Blue Origin to Build, Test, Launch from Cape Canaveral
Blue Origin has selected Florida as the location for its manufacturing, engine testing and launch facilities for a new orbital rocket. The company will use Launch Complex 36 (LC-36) at Cape Canaveral Air Force Station (CCAFS) as its base of operations for the reusable rocket whose first launch will take place by the end of this decade.
Blue Origin founder Jeff Bezos was joined by nine federal, state and local political, government and business dignitaries to make the announcement this morning on a stage set up for the event at LC-36. Bezos said that very spot would become a vehicle processing facility, with an engine test stand for the BE-4 engine 4,000 feet in one direction, and a new launch pad 36 2,000 feet in the other direction.

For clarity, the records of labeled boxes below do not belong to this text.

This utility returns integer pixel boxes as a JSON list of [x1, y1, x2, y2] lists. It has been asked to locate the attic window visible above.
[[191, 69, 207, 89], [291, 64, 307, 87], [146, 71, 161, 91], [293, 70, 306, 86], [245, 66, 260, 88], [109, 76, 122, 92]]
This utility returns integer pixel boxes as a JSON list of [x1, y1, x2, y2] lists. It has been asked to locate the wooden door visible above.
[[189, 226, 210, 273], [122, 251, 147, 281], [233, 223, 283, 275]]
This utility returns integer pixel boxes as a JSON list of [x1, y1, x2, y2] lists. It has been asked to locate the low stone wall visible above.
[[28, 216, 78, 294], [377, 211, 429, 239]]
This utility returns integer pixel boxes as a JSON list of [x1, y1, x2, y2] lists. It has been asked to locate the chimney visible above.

Space Florida President Frank DiBello (at podium), Florida Governor Rick Scott (first seat on left), Blue Origin founder Jeff Bezos (next to Scott)
and other dignitaries at September 15, 2015 ceremony announcing Blue Origin’s choice of Cape Canaveral’s Launch Complex-36 (LC-36)
as manufacturing, engine testing and launch site for new orbital Blue Origin rocket. The event took place at LC-36. Screenshot from NASA TV.
LC-36 was used for 145 launches over 43 years, but the last one took place in 2005. The “pad has stood silent for more than 10 years — too long. We can’t wait to fix that,” Bezos exclaimed.
Red circle marks LC-36 on this map from the Air Force Space & Missile Museum website.
Florida Governor Rick Scott (R), Sen. Bill Nelson (D-FL), and Florida House Speaker Steve Crisafulli (R-Brevard County) were among the politicians on stage. All three had gathered at NASA’s Kennedy Space Center, adjacent to CCAFS, just 11 days ago to announce Boeing’s opening of a processing facility for its CST-100 Starliner commercial crew capsule.
The Boeing and Blue Origin announcements mean jobs for Florida’s Space Coast, which took a beating after the space shuttle and Constellation programs were terminated. Bezos himself was not specific about the economic implications of his decision, but Scott said Blue Origin is investing $200 million locally and creating 330 jobs.
Bezos did not reveal many details about the new rocket, promising more information next year. Among the missing information is the rocket’s name and what it will launch, although the assumption is that space tourism is one market. Blue Origin is already building the smaller New Shepard rocket for suborbital human spaceflight.
Blue Origin founder Jeff Bezos shows illustration of new orbital rocket that will launch from Launch Complex 36
at Cape Canaveral, FL. Screenshot from September 15, 2015 event broadcast on NASA TV.
Today, Bezos said only that it will have a fully reusable booster stage, will
launch and land vertically, and use the company’s BE-3 and BE-4
engines. The BE-4 will be the first commercial rocket engine to use liquefied natural gas (methane) and liquid
oxygen (LOX) as propellant. United Launch Alliance (ULA) and Blue Origin are partnering to use the BE-4 for ULA’s new Vulcan rocket, a deal they confirmed last week amid media reports that Aerojet Rocketdyne wants to purchase ULA and use its AR1 engine instead. The AR1 is a conventionally-powered LOX/kerosene engine.
Co-locating the manufacturing, engine testing and launch facilities “eases the challenge of processing and transporting really big rockets,” Bezos explained. Because acceptance testing of the BE-4 engine will take place there, “you will hear us before you see us,” he added, and launches will begin “later this decade.”
Nelson left the event after he spoke, explaining that he had to catch a plane to Washington to, among other things, continue working to get the Commercial Space Launch Competitiveness Act finalized. He was hopeful it would clear Congress “in the next few weeks.” The House and Senate have each passed versions of the bill, but they are different so a compromise is needed. One similarity, Nelson said, is that both would streamline the permitting process for commercial companies that want to use Air Force installations like Cape Canaveral.